# Betta + tetra community tank



## janleo54106 (Oct 26, 2009)

I am in the process of cycling a 27 gallon aquarium. 
I went to the pet store just for fun and found a delta tail male betta that I couldn't just leave there. So now I'm reconfiguring my original stocking plan. 
So my new plan is:

1 betta
5 cardinal tetra
5 glowlight tetra
5 bleeding heart tetra
balloon molly

Does this have any chance of working? The betta seems very friendly but does occasionally flare when seeing his reflection on the wall of his current little home - a kritter keeper. He doesn't freak out and start swimming eradically though like my previous betta.


----------



## Oldfishlady (Mar 1, 2010)

I would drop one of the tetra species and increase the numbers to the other two you opt to keep...it will look much better.....and maybe add some bottom dwelling fish and/or shrimp to add interest to the bottom or even a bushynose pleco.... 

Its hard to say on the reaction the Betta will have with the other species of fish, however, due to the size of the tank I doubt that the Betta could catch any of them to start....I would be more concerned with them nipping his fins....but....with increased number in a given school can sometimes keep any fin nipping within the species itself

Do you plan any live plants?

Hope to see pics when you get it completed....


----------



## janleo54106 (Oct 26, 2009)

I currently do have the cardinals in a smaller tank with fancy guppies.
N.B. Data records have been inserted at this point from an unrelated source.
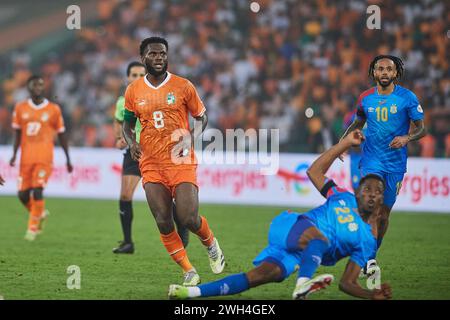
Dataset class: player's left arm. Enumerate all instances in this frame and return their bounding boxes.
[191,112,208,140]
[390,94,426,149]
[339,260,392,300]
[57,132,73,173]
[389,119,426,149]
[54,106,73,173]
[174,81,208,157]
They haven't ever nipped the fancy guppies long flowing fins so I think they won't bother the betta.
Currently, I have no live plants but I am going to start replacing the fake ones with live ones at some point.


----------



## Lupin (Aug 2, 2006)

Those tetras keep to themselves so they should be absolutely fine. Wise choices.:wink: I would have picked kerri tetras but I really love these punks even though they eat foods equaling their body weight.
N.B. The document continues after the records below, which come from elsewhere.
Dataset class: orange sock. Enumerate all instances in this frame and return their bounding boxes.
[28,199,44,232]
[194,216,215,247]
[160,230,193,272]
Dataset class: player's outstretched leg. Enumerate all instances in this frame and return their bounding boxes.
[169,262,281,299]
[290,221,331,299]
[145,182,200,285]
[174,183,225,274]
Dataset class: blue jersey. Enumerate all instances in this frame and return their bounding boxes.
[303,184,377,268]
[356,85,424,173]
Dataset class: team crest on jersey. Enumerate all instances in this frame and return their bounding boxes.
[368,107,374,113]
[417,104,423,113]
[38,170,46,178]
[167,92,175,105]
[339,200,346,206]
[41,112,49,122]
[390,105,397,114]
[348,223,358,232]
How about a bristlenose pleco?


----------



## shinybetta (Jul 3, 2010)

Get a bristlenose pleco. They are awesome.


----------



## janleo54106 (Oct 26, 2009)

What are Kerri Tetras? I have never heard of them.



Lupin said:


> Those tetras keep to themselves so they should be absolutely fine. Wise choices.:wink: I would have picked kerri tetras but I really love these punks even though they eat foods equaling their body weight.
> 
> How about a bristlenose pleco?


----------



## Lupin (Aug 2, 2006)

Google _Inpaichthys kerri_. They grow to 1.5 inch only.


----------